Mais y a-t-il vraiment un affaiblissement ? Certains jugent que le passage à une
VI° République est nécessaire (Arnaud Montebourg ou Olivier Duhamel ont
écrit : Vive la VI° République !) En effet, nous sommes dans un contexte qui fragilise
le modèle : l’Etat perd de ses prérogatives avec la mondialisation et l’UE, mais il y
a aussi un recul du jacobinisme historique avec la décentralisation. Des signes de
vulnérabilité apparaissent : baisse de la participation politique, choc du 21 avril 2002,
intégration des minorités. Les interrogations demeurent. La mémoire scelle les
événements dramatiques (Terreur, répression Commune, collaboration, guerre
d’Algérie) avec toutefois le sentiment pour certains que les comptes ne sont pas
encore soldés.
Chapitre I : La III° République (1870-1940).
L’élément évident, c’est d’abord le record de durée et ce contre toute attente
alors que la République apparaît provisoire et dans l’ambiguïté d’une restauration
monarchique impossible. Elle naît officiellement en janvier 1875 avec l’amendement
Wallon (ou, plus pragmatiquement, le 4 septembre 1870) et dure jusqu’au 10 juillet 1940.
Ceci est d’autant plus frappant que la France a connu des régimes politiques éphémères
depuis 1789, la démocratie est dure à bâtir. Selon Agulhon, la II° République (de février 1848
à décembre 1852) fut « un bref apprentissage de la République ». La I° République dura de
1792 à 1804 mais depuis 1799 fut en fait une dictature. Première question donc, comment
expliquer cette durée ?
Deuxièmement la question du modèle politique. La III° République est
l’enracinement du modèle républicain. Pour Pierre Rosanvallon elle constitue « l’arche
sainte des républicains », elle invente en effet des institutions, des idéaux, des pratiques
politiques (in le sacre du citoyen) C’est la République qui a inventé des institutions, des
idéaux et pratiques politiques. On y pratique de façon loyale le suffrage universel
Masculin, les partis politiques s’y développent et s’organisent, les citoyens sont formés
par l’école gratuite, laïque et obligatoire (nécessité d’éduquer, c’est l’idée d’un savoir
minimal pour pratiquer la démocratie), on affirme les libertés de conscience, d’expression,
de réunion, l’égalité avec l’idéal de méritocratie. Se met en place une philosophie
républicaine bâtie sur la croyance dans le progrès (comme en témoigne Auguste Comte),
la pensée positiviste (avec la Raison) est dominante et relègue la religion au second rang
(c’est un héritage de Voltaire et Kant). Cela ne signifie pas pour autant l’absence de la
morale ni de l’idéalisme, le triptyque « liberté, égalité, fraternité » nous le rappelle. Les
symboles républicains s’imposent (Marianne, drapeau, hymne nationale).
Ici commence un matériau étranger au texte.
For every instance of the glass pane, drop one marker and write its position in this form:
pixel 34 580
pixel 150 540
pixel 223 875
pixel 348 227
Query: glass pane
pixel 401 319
Troisièmement, la durée n’exclut pas les crises politiques et les critiques contre le
régime. La République a du affronter de nombreux adversaires et a connu de
nombreuses critiques, allant de « la gueuse », à la « République bourgeoise ». Ces
oppositions débouchent sur des crises graves et répétées (Dreyfus, 6 février 34) mais il n’y a
pas de Révolution : c’est l’une des crises qui finit par jeter le discrédit sur le régime : la
défaite de 1940. En 1944 le corps électoral rejettera le retour à la III° République
exprimant son choix en faveur d’une République nouvelle. Mais la IV° sera l’objet d’une
défaillance encore plus grande.
I. L’enracinement de la République (1870-1914).
La France est vaincue par la Prusse à Sedan le 2 septembre 1870. Avant cette
défaite, nul n’imagine le retour à la République. On croit à la solidité du régime
impérial comme l’avaient montré les derniers plébiscites de Louis Napoléon. Pourtant la
République s’installe presque par surprise dans un contexte de défaite et d’occupation
étrangère puisque il y a occupation prussienne, en particulier à Paris, et alors même que les
élections législatives de février 1871 donnent la majorité à la Chambre monarchiste.